Post by supercat » Thu May 09, 2019 12:07 pm

lidnariq wrote:Hijacking OAMDMA is guaranteed to safely handle any analog timing issues, because it's only running at the same data rate as the CPU, not twice the rate as the CPU.
I was under the impression that the weird controller-port interactions with DMA were caused by the fact that DMA cycles didn't use the same timing as normal CPU accesses.

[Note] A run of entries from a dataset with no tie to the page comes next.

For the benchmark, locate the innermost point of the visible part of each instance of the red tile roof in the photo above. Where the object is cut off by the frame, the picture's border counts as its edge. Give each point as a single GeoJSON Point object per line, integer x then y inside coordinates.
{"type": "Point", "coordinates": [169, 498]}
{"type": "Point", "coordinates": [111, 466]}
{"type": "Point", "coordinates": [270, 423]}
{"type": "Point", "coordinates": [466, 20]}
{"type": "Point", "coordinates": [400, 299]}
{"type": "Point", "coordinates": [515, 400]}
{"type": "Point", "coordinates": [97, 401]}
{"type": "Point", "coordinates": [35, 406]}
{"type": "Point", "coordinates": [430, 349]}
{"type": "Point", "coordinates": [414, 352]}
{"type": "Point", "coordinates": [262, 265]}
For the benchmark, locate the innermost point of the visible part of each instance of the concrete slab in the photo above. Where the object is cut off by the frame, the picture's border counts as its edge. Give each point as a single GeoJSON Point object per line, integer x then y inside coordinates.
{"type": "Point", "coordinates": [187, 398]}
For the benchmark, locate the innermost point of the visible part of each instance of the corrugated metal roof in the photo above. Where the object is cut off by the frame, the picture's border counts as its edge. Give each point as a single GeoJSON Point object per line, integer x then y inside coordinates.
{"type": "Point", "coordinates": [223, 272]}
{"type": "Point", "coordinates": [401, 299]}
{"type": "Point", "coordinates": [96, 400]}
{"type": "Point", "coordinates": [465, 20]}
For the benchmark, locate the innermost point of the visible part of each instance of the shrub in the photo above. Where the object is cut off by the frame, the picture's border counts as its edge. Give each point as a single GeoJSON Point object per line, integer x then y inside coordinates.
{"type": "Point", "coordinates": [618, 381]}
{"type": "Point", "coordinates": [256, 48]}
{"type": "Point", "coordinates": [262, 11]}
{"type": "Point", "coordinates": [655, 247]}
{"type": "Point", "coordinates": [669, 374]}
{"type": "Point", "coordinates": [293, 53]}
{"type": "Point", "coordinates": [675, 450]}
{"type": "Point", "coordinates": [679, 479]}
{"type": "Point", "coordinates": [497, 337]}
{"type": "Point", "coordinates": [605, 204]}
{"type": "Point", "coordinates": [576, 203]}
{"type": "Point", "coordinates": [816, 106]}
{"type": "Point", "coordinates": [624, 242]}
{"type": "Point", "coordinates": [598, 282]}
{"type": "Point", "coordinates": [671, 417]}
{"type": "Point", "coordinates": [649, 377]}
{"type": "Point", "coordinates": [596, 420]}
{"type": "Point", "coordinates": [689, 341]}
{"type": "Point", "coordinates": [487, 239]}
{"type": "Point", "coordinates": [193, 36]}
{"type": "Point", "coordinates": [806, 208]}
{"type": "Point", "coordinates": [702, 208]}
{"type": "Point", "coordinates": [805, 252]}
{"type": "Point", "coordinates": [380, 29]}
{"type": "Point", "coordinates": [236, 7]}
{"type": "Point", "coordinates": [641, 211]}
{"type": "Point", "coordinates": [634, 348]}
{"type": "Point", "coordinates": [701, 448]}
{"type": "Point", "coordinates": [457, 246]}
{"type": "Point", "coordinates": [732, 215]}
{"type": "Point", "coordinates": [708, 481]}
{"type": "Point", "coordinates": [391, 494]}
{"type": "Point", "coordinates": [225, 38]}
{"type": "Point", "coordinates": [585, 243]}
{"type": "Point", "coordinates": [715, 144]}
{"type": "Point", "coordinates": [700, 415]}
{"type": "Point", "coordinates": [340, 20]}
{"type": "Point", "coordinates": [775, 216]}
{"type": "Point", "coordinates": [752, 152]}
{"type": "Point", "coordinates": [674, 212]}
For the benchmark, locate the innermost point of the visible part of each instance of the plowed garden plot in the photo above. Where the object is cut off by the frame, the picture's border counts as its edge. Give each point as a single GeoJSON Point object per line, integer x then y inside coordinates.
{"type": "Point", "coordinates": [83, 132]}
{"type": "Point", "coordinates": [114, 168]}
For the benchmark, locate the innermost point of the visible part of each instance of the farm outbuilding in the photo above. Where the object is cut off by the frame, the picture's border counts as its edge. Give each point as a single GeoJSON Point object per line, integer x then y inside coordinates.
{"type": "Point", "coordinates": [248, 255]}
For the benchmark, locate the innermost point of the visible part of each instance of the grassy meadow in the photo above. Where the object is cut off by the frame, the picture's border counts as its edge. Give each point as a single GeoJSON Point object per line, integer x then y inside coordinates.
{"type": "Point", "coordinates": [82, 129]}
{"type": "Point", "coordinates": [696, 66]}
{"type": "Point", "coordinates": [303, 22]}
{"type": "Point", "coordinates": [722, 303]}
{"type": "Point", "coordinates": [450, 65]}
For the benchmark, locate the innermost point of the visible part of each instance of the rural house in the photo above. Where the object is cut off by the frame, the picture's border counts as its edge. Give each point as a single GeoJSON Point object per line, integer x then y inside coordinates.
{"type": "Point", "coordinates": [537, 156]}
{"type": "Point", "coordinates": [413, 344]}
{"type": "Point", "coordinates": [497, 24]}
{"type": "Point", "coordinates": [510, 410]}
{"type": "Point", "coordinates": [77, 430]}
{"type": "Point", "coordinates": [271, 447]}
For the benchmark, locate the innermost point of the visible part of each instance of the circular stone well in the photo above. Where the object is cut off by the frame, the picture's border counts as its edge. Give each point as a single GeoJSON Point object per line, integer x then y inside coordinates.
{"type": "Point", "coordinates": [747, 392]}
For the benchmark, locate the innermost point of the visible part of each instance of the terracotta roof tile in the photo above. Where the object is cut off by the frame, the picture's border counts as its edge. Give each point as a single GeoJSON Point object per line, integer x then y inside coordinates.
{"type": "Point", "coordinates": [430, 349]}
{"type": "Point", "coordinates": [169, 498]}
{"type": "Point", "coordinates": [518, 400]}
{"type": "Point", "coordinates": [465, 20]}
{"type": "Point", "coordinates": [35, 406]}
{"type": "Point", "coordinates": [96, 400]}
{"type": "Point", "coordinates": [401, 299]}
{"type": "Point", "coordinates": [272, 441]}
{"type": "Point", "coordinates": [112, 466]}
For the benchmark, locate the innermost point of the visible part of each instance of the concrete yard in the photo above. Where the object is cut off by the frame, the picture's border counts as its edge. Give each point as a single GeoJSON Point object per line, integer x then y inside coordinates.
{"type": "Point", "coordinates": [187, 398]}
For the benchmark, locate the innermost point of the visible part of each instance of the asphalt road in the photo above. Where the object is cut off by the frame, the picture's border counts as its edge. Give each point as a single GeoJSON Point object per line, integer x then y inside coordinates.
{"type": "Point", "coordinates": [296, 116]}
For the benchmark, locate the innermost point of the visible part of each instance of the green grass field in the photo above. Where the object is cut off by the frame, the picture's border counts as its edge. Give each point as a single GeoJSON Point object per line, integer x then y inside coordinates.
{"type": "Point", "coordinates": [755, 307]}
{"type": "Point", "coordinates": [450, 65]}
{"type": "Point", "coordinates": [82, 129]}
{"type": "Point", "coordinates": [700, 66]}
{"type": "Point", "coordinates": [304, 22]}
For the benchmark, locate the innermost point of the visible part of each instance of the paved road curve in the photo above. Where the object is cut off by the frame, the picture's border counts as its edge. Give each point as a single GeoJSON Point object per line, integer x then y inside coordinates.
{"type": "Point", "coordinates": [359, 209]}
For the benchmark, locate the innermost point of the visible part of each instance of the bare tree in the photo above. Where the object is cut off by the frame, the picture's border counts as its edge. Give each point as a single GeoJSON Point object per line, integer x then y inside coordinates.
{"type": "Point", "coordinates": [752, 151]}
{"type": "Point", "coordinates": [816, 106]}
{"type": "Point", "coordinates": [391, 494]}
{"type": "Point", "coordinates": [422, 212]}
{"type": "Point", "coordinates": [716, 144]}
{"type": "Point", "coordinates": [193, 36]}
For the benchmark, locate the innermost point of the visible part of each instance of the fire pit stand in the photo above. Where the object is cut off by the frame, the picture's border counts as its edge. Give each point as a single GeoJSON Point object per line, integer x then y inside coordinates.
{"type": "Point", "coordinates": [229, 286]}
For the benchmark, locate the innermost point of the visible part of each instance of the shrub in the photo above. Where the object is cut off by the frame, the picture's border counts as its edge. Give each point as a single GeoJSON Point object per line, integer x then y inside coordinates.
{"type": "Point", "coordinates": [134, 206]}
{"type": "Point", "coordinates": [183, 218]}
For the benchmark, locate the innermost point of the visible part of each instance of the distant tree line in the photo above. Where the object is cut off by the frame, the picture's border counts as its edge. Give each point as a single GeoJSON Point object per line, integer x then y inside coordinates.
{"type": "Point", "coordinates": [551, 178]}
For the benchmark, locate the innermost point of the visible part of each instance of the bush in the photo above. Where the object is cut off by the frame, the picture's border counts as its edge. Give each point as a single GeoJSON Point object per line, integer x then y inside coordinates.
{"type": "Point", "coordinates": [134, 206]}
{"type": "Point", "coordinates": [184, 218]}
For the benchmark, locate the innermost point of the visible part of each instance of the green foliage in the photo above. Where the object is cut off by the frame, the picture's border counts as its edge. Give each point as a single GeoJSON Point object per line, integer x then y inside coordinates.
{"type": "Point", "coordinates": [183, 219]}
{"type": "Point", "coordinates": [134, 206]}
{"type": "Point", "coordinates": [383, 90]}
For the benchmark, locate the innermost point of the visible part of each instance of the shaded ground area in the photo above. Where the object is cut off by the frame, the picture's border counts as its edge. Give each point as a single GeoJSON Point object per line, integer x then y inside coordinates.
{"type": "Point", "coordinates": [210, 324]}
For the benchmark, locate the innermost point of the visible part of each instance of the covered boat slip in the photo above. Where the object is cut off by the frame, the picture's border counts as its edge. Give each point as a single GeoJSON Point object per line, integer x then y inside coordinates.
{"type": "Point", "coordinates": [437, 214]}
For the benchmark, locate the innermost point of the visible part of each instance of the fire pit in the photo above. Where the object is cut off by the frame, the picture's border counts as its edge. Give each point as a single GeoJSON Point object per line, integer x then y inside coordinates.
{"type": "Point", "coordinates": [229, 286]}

There are byte-stuffing approaches that run at one byte of data per two CPU cycles (make opcode fetches get NOPs, and use the dummy operand fetch for data transfer using the CPU address), which would allow the low-order address bits to be used by the memory directly. I don't see any advantage of OAM-DMA over such approaches sufficient to justify the extra address latching that would be required to do anything useful during the second cycle. If one wanted to use OAM-DMA to feed data that would be meaningless to the OAM and then later send meaningful data, that would be possible, but one would lose the ability to extend the "useful" part of vblank by disabling background rendering and ensuring that no sprites are too high on the screen.

lidnariq
Posts: 10277
Joined: Sun Apr 13, 2008 11:12 am
Location: Seattle

Re: Current state of programmable logic

Post by lidnariq » Thu May 09, 2019 1:06 pm

supercat wrote:I was under the impression that the weird controller-port interactions with DMA were caused by the fact that DMA cycles didn't use the same timing as normal CPU accesses.
Only when DMA preempts normal execution, for the DPCM fetch. OAMDMA is triggered directly by the CPU itself, so its timing is guaranteed safe. (it works extremely similar to 2600 WSYNC)
If one wanted to use OAM-DMA to feed data that would be meaningless to the OAM and then later send meaningful data, that would be possible, but one would lose the ability to extend the "useful" part of vblank by disabling background rendering and ensuring that no sprites are too high on the screen.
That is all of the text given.